USask provides virtual care during pandemic
When an outbreak of COVID-19 caused travel restrictions to be instituted in northern Saskatchewan in May, residents’ access to health care services were limited—especially for expectant mothers.
By Kristen McEwenA University of Saskatchewan (USask) team found a way to utilize existing technology to provide prenatal care for pregnant women who were unable to leave the community of La Loche due to the lockdown.
“Virtual care has come to the forefront because patients can’t see their physicians in person,” said provincial department head of surgery Dr. Ivar Mendez (MD) of USask’s College of Medicine. “One of the issues we were confronted with was how to provide prenatal care to pregnant women who needed ultrasounds when there’s no ultrasound system in La Loche.”
More than 30 women were in need of prenatal ultrasounds during the lockdown in La Loche, located nearly 600 kilometres northwest of Saskatoon.
Fortunately, Mendez and his team were able to quickly deploy a prenatal tele-robotic ultrasound system to provide care for acutely ill patients, children and expectant mothers. The technology provided patients with the diagnostic services needed, without increasing their risk of exposure to COVID-19 by travelling to Saskatoon.

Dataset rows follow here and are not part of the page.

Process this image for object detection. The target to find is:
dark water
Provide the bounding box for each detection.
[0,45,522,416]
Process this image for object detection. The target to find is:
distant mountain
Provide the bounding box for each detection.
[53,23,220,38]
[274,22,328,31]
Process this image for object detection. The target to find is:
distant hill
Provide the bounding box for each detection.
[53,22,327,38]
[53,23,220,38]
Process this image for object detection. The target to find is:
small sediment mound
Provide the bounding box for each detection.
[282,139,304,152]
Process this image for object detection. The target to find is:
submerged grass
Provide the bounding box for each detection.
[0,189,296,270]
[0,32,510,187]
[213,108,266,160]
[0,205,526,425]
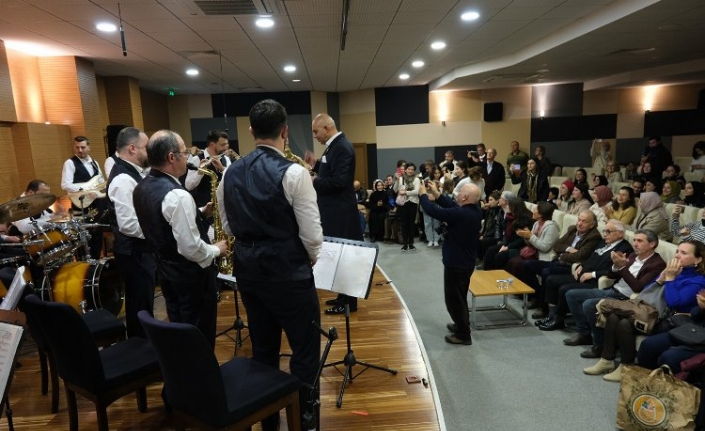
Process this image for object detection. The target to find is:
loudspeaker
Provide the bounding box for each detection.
[485,102,504,123]
[105,124,129,157]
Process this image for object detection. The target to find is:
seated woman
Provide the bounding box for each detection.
[661,180,681,204]
[484,197,533,270]
[556,180,575,212]
[507,201,560,290]
[583,241,705,382]
[365,180,390,242]
[677,181,705,208]
[632,192,672,241]
[477,190,507,261]
[590,186,612,223]
[566,184,595,216]
[602,186,637,225]
[512,158,548,204]
[605,161,624,184]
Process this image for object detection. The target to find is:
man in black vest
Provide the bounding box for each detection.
[184,130,230,207]
[306,114,362,314]
[108,127,157,338]
[61,136,107,259]
[218,99,324,431]
[133,130,227,347]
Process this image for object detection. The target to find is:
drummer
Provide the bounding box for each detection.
[13,180,61,234]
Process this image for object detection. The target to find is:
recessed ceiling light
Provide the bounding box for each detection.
[431,42,446,51]
[460,11,480,21]
[255,17,274,28]
[95,22,117,33]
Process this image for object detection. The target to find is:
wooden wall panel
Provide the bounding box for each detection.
[7,49,47,123]
[0,125,20,202]
[0,40,17,122]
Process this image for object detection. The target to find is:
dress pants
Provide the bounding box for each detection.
[237,277,321,431]
[113,251,157,338]
[443,266,475,340]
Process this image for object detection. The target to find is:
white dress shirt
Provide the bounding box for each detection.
[61,156,105,193]
[108,158,145,239]
[216,144,323,261]
[157,174,220,268]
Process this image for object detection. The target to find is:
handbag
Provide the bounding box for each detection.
[668,322,705,350]
[617,365,700,431]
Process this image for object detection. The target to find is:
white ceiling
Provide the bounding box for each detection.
[0,0,705,94]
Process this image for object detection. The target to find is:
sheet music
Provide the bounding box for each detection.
[0,322,24,402]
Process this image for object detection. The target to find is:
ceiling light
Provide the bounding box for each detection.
[255,17,274,28]
[95,22,117,33]
[431,42,446,51]
[460,11,480,21]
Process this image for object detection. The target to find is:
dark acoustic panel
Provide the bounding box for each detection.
[105,124,129,157]
[644,109,705,136]
[483,102,504,123]
[211,91,311,117]
[375,85,428,126]
[531,114,617,142]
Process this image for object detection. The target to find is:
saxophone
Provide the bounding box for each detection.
[197,164,235,275]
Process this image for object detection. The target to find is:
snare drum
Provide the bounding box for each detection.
[23,227,76,265]
[43,258,125,316]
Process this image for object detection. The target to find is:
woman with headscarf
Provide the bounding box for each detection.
[590,186,612,223]
[566,183,595,216]
[632,192,672,241]
[661,180,681,204]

Mendez and the research team pioneered the use of this novel technology three years ago in a research project in Stony Rapids, Sask. They have been using this technology in northern remote Saskatchewan communities ever since. The multidisciplinary team is composed of Drs. Scott Adams (MD), Paul Babyn (MD) and Brent Burbridge (MD) from diagnostic imaging, ultrasound technologists Nadine Kanigan and Shawna Piche and Dr. Veronica McKinney (MD), director of Northern Medical Services.
When residents need an ultrasound, they go to their local clinic and a technician connects via video conference with a sonographer in Saskatoon who can manipulate the robotic ultrasound probe remotely.

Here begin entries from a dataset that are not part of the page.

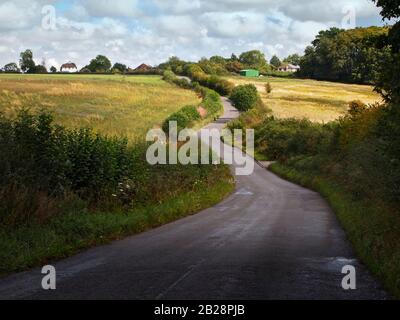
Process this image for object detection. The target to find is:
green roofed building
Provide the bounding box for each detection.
[240,69,260,77]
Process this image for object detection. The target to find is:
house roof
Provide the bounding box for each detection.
[61,62,78,69]
[279,63,300,69]
[135,63,152,71]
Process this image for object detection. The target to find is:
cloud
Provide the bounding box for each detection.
[0,0,379,67]
[80,0,140,17]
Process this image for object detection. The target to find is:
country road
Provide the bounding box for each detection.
[0,99,387,299]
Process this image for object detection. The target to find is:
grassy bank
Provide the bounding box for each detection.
[270,158,400,299]
[0,74,200,141]
[0,166,234,275]
[227,77,381,123]
[0,75,234,275]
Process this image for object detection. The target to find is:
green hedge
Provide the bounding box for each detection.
[229,84,260,111]
[162,70,223,133]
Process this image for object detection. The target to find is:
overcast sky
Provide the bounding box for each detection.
[0,0,388,68]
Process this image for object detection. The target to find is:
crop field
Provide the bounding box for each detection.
[0,75,200,140]
[228,77,381,123]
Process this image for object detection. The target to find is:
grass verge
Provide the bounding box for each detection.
[270,158,400,299]
[0,166,234,276]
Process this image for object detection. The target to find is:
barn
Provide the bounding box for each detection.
[60,62,78,72]
[240,69,260,77]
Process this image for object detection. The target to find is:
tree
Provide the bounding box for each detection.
[33,64,47,73]
[239,50,267,69]
[230,53,239,62]
[373,0,400,105]
[111,62,128,73]
[373,0,400,19]
[283,53,301,66]
[269,56,282,68]
[210,56,226,66]
[85,55,111,72]
[300,27,388,84]
[19,49,36,73]
[225,60,244,73]
[3,62,20,73]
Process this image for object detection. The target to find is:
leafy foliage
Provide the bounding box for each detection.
[229,84,259,111]
[269,56,282,68]
[300,27,388,83]
[19,49,36,73]
[85,55,111,72]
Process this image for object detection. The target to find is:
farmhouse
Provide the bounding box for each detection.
[278,63,300,72]
[60,62,78,72]
[240,69,260,77]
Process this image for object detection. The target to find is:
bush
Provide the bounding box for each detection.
[255,117,335,160]
[230,84,259,111]
[265,82,272,94]
[162,106,201,133]
[163,70,176,82]
[0,110,134,221]
[188,69,234,96]
[162,87,223,133]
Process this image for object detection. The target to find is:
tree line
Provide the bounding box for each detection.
[2,49,130,73]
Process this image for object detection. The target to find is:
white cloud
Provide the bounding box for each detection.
[80,0,140,17]
[0,0,379,67]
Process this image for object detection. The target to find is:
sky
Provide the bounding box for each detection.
[0,0,390,68]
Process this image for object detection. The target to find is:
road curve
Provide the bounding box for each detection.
[0,98,387,299]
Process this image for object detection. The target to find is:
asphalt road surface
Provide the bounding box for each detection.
[0,99,387,299]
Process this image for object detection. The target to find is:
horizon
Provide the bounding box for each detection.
[0,0,385,69]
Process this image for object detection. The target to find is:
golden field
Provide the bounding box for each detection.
[227,77,381,123]
[0,75,200,140]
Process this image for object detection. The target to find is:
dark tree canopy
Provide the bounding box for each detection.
[373,0,400,19]
[85,55,111,72]
[300,27,389,83]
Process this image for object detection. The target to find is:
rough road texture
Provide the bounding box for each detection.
[0,99,387,299]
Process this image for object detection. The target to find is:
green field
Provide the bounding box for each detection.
[0,75,200,139]
[228,77,381,123]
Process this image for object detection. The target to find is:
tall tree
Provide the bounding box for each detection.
[374,0,400,105]
[19,49,36,72]
[239,50,267,69]
[86,55,111,72]
[3,62,20,72]
[269,55,282,68]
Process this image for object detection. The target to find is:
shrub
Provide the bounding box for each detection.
[255,117,335,160]
[162,106,201,133]
[0,110,134,220]
[230,84,259,111]
[265,82,272,94]
[189,66,234,96]
[163,70,176,82]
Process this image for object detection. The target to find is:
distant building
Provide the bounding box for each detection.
[278,63,300,72]
[60,62,78,72]
[240,69,260,77]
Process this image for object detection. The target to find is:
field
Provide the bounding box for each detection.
[228,77,380,123]
[0,75,200,140]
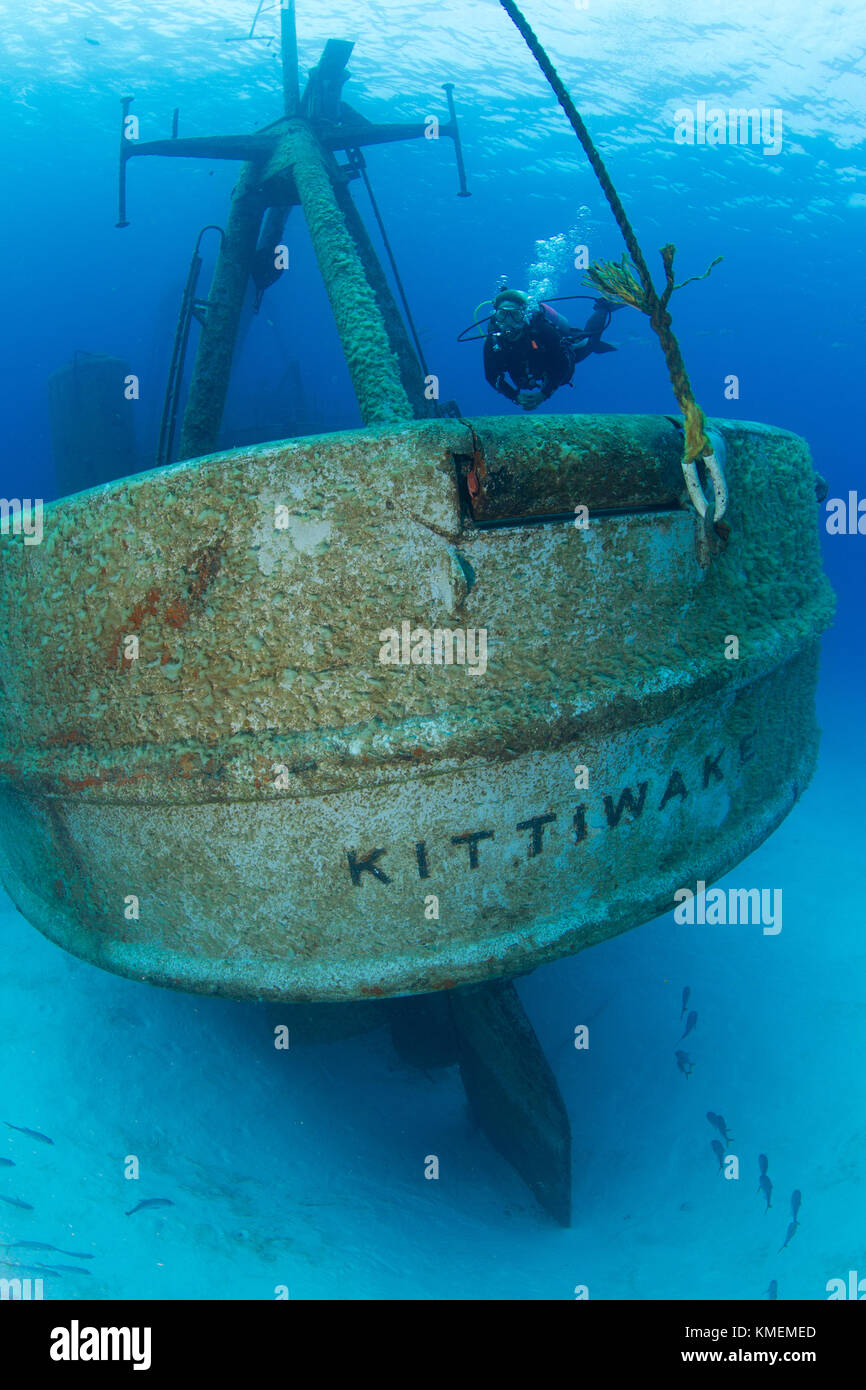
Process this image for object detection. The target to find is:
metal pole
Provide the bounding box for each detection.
[261,118,414,425]
[178,164,267,459]
[334,169,436,420]
[279,0,300,115]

In La Loche, some of the ultrasounds conducted were critical in determining patients’ treatment, and even saving pregnancies.
“The big risk was the women travelling individually to Saskatoon,” Mendez said. “They could have contracted COVID-19 because both mother and child were particularly vulnerable.”
From finding child care to travelling for hours, it was challenging for pregnant women to leave their community to receive the health services they needed, Mendez added.
“It was clear that it was a great advantage to our patients to not leave their community and have the ultrasound done in their own community,” he said.
In the midst of the pandemic, virtual care has become a necessity for patients in remote communities—especially in the case of prenatal care.
As a result of this experience, there are plans for ultrasound system health services to be available in several remote northern communities in the future, Mendez said.
“We demonstrated we can provide an important diagnostic service in the middle of an area where COVID became an outbreak, and also provided the prenatal care that mothers need,” Mendez said.
Being able to use this technology as a viable way to provide diagnostic care during the pandemic to underserviced and remote populations would not have been possible if the research program hadn’t already been in place at USask, Mendez said.
The basic research that took place was necessary to develop the technology, supported by the Saskatchewan Centre for Patient-Oriented Research, and the Saskatchewan Health Research Foundation.
“Once this pandemic is over, whenever that’s going to be, virtual care is going to be a mainstream way for us to provide health care to the population, not only in Saskatchewan, but the world,” Mendez said.
The Robotic Ultrasound equipment that was deployed in La Loche was financed by Leslie and Irene Dubé via the Royal University Hospital Foundation.